After some discussion last week, a vote not to fund the lobbying services contract via riverboat funds passed narrowly in a split vote at the meeting. Pierog indicated that the lobbying contract needs to be funded, so funds need to either come out of the riverboat fund or the county’s general fund.
Not all board members were in favor of the last-minute adjustments, however.
Board member Jarett Sanchez said the county should be “more proactive” about determining such requests, and that any changes should be made before the matter reaches the full board meeting.
As for the strategic plan, Pierog confirmed that the county does not currently have a strategic plan contract, since its previous contract was not funded and then left to expire, but this funding request would allow the county to pursue a contract in the future.
Though the board was largely united in its support for a strategic plan, it was split about whether now is the time for it, and whether it should get riverboat funds.
Board member Mavis Bates, for example, said she “(doesn’t) see how (the county) can possibly afford not to have a strategic plan.”
But board member David Young said he feels the strategic plan doesn’t fit with the goals of the riverboat fund in the first place.
And board members Jon Gripe and Michelle Gumz said they think the county needs to do some work before it again pursues the strategic plan. Gumz, for her part, suggested that the board could ask county leadership about their top priorities, and that funding for the strategic plan contract could be approved later.
Board member Clifford Surges similarly pointed out that the county could “set the table” for the strategic plan first and then revisit the matter down the road.
Ultimately, the board opted to remove the strategic plan request from its allocations of the riverboat funding, too, to which Pierog said the board now needs to decide if it wants to use money from the county’s general fund to pay for it.
The board also passed an adjustment to the original requests that removes $50,000 from a Child Advocacy Center project slated to get over $1 million and allocates those funds to the county board’s Farmland Preservation program to fund it at the level it was initially requested.
Discussion about RTA sales tax funds
One matter the board did not find consensus on, however, was the allocation of the county’s RTA sales tax funds.
The RTA sales tax helps fund public transportation in Cook and the collar counties. The RTA collects a 0.75% tax in Kane and the other collar counties, one-third of which is distributed back to each county for it to spend on transportation and public safety.
In fiscal year 2024, for example, Kane County received just over $26 million in RTA sales tax funding. Almost $20 million of that went toward transportation and the rest to public safety and judicial safety funds.
Last year, however, a measure passed by the county board increased the amount of that sales tax revenue to the general fund so that half of the county’s RTA sales tax revenue was allocated for public safety and judicial costs, while the other half went toward transportation costs and capital projects.
That reallocation was only for one year, however, meaning any future reallocations had to come before the board again for approval.
So, on May 12, the board discussed — but ultimately failed to approve — extending the same reallocation as last year.
The measure considered by the board stipulated that 35% of the RTA sales tax funds the county receives would go to its general fund for public safety operating costs, with 9% going toward capital projects related to public safety and 6% to capital projects relating to technology improvements for the judicial system.
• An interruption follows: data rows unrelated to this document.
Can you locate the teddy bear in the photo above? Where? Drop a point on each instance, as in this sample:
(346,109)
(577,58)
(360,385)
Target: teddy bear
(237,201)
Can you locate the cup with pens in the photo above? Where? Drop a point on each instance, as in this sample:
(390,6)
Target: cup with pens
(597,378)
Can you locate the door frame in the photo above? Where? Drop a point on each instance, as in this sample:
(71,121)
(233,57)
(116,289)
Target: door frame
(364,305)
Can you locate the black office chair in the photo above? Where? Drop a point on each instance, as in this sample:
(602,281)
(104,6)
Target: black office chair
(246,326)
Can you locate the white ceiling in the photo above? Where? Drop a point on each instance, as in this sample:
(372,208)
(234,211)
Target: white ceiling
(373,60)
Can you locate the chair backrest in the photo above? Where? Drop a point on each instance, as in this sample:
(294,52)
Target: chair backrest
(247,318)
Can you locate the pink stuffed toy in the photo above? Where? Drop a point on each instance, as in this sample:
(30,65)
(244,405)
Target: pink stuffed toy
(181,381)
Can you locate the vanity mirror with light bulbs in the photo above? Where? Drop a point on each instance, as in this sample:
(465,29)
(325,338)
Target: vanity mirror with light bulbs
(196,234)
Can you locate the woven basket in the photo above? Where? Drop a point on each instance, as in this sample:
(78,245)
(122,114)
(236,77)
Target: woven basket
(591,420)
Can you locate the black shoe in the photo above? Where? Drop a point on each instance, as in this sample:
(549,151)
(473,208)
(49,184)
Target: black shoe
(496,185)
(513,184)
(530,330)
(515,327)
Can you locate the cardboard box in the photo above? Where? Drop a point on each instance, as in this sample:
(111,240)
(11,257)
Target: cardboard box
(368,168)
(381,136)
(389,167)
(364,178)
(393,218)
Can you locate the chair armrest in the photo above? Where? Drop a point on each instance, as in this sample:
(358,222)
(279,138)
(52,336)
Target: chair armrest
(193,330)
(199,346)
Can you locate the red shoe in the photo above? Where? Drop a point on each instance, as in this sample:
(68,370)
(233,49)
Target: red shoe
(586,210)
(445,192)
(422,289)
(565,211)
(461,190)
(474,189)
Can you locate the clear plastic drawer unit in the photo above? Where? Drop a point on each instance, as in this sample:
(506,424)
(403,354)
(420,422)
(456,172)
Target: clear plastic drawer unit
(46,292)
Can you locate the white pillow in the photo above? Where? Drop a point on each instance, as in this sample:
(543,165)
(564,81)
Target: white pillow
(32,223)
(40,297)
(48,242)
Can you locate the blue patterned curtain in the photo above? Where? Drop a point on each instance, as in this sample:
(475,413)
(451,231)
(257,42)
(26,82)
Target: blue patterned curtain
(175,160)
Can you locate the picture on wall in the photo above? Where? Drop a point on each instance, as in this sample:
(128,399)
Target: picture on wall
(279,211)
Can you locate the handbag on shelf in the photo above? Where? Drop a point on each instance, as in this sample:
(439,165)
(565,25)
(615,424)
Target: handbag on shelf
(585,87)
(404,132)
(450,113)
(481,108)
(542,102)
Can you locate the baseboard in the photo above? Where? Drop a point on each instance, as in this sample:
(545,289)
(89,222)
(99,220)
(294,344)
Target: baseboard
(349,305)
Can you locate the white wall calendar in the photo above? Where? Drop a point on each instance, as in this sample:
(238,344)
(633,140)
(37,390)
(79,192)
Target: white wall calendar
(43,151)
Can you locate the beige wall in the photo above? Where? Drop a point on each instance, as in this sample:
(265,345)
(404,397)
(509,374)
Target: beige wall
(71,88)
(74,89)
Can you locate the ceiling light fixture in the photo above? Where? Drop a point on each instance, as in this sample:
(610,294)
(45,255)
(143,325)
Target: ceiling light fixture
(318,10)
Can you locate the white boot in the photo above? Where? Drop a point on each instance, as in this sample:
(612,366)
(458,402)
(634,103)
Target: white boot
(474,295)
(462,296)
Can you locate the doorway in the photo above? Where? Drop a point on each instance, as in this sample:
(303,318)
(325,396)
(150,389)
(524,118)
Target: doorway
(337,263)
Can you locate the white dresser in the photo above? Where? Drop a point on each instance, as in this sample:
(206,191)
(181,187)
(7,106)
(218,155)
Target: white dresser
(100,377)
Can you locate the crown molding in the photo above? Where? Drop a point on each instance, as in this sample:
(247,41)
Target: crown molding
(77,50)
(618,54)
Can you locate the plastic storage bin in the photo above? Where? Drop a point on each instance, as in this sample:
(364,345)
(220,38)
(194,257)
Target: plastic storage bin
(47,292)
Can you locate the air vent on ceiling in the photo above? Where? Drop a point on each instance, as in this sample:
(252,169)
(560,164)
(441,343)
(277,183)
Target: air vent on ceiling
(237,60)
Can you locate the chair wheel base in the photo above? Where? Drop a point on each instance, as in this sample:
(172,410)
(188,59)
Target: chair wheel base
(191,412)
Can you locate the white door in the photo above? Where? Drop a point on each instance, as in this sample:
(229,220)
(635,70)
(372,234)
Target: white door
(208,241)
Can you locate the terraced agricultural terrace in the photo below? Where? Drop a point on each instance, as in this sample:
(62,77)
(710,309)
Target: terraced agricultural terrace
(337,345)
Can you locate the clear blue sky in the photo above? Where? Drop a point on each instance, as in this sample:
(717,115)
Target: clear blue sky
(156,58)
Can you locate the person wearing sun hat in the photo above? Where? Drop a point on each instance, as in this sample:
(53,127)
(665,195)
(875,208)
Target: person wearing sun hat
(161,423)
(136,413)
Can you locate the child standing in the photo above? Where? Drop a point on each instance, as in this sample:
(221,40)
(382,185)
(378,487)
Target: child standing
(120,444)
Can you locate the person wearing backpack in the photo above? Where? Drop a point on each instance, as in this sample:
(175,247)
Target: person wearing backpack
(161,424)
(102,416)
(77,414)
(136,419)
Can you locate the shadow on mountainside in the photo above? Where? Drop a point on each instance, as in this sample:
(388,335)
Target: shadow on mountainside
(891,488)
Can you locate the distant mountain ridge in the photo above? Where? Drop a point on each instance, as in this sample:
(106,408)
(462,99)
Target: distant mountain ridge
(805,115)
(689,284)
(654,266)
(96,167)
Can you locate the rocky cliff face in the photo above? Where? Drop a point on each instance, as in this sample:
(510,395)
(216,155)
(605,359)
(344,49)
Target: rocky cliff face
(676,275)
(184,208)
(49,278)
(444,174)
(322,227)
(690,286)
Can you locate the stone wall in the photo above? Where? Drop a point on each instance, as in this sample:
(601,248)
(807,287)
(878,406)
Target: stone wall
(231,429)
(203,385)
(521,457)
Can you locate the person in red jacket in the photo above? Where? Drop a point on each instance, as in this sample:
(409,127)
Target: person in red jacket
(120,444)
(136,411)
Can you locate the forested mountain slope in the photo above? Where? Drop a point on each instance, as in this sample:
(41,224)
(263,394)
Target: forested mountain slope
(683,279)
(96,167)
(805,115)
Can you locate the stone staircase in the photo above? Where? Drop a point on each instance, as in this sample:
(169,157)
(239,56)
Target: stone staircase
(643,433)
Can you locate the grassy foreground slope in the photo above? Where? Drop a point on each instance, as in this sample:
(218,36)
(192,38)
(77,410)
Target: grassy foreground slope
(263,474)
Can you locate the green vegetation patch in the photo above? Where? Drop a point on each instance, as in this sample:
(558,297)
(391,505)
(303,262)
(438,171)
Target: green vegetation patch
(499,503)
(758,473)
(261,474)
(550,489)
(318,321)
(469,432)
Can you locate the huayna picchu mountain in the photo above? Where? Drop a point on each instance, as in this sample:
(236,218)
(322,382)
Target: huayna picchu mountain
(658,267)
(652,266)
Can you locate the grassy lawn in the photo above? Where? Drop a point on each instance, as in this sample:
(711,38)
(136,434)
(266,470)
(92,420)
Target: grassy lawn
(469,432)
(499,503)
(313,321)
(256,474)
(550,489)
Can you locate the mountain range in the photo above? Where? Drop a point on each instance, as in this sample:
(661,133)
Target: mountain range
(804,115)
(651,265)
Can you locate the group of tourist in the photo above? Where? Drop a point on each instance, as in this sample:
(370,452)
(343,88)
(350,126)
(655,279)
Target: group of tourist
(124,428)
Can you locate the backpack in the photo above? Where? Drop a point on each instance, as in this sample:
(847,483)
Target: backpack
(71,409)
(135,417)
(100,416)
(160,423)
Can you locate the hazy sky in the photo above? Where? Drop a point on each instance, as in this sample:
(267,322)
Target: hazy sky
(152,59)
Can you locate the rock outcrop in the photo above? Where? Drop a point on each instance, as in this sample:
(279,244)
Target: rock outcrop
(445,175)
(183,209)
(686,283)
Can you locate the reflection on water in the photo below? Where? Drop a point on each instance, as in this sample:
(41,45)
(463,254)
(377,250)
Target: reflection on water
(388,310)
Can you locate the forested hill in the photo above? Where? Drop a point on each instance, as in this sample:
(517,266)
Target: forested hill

The remaining half would go toward transportation costs.
Discussion from the board centered around concern about the reduction in funds toward county transportation costs.
“Everyone is affected,” board member Mohammad Iqbal said of transportation needs in the county.
Allan also argued that more of the funds should go toward transportation, pointing out that the board last year had agreed that the prior reallocation was a one-time fix.
A motion to send the matter back to the Finance Committee ultimately failed, but the measure also failed to secure the needed votes for approval last week.
“Goes back to the drawing board,” Pierog said at the meeting.